I’ve been thinking about ‘honesty‘ lately. You’ve probably heard enough of the cliché that living in Turkey will change your beliefs in what is right and wrong and what is logical and illogical. I’m still trying to absorb and digest all the confusions. I had so many ups and downs last week that I didn’t have any motivations to write or cook. Thanks to that, I discovered some hidden gem restaurants. The death of my lovely canary who used to wake us me at 7am with beautiful songs to start with, then came the news of my new nephew on the way, which isn’t entirely happy news as it should be…. and then, my good intentions and hopes got quashed by
an unexpected tyranny, my naivety, and came the news of moving house. So I rummaged through my tiny bookshelf – nomads don’t have such a thing – and picked up Rumi’s poems to make sense of the things that had happened. I believe that life is fair no matter how badly it treats you from time to time, but it does that to give me something precious as in ‘You fall, and falling, wings are given….‘ Perhaps, it’s not the intentions and thoughts that are important any more after a certain point in life. How you deliver your good intentions are more important in reality. Now we’ve rolled into February so let’s hope things will get better.
“I think prime numbers are like life. They are very logical but you could never work out the rules, even if you spent all your time thinking about them”
~ from The Curious Incident of the Dogs in the Night-Time
I try to be honest at all costs, sometimes too honest, perhaps, I’m not honest at all, not brave enough to be honest, seeing so many drafts to be published, – but it’s still nice to write down my thoughts and rants as they come, and I even talked back to a guy in my local shop who asked me “Do you like Turkey? Turkey is the best country, isn’t it?”, the question asked by every single person I come across, by saying ‘NO’ for the first time. I’d normally nod in agreement but it was bad timing and I asked him, “Where have you been outside of Turkey?” It was very bad of me to say it but the frustration I get when asked the question by people who don’t understand that people live in another country, not because they love it, but because of job, family, and other personal reasons. Luckily, another guy, who has more sense, chipped in and said to the guy who was talking to me, “Shut up!”, and gave me a sheepish grin. They’ll probably understand that I had a bad hair day and welcome me again with usual friendliness for sure. I’m so glad that I don’t have a mean face. Now I’ve learned a hard lesson that being honest isn’t the best, especially in this part of the world. I don’t know why it is how it is but I’ll stick to my NY resolutions and the whys for much later.
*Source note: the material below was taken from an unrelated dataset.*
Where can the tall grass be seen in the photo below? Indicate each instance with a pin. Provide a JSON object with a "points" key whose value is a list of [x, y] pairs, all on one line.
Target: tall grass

The only time I lie – being silent isn’t the same as lying, I suppose – is when I make people try kazandibi (literally meaning the bottom of the pan), among my favourite Turkish desserts. I don’t know what to make of when I come across articles citing poorly researched sources as facts, like in this one I just found, mentioning this significant Ottoman palace dessert as Turkish rice pudding, and I’m glad someone pointed out the mistake the writer made and I think we should write more comments instead of just clicking ‘like‘. But what surprises me is that such a reputed journal can’t even bother to correct the article. I guess nowadays many just write articles and don’t care about updating them. Please bear with me for being cranky here.I’m still not going to tell you what is in kazandidbi until you try it so let your curiosity and imagination flow, though many readers will know this dessert. Or should I stop teasing you? Ok, let’s say it’s a type of Medieval blancmange using meat as a thickening agent, and kazandibi is the burnt part at the bottom, which I prefer because I like what people don’t want to eat. :p Sadly, there aren’t many places left, which make this dessert faithful to the original recipe, but the one in Yanyalı in Kadıköy is, in my opinion, the most authentic, and you can still find the original taste in Saray Muhallebicisi and Sütis.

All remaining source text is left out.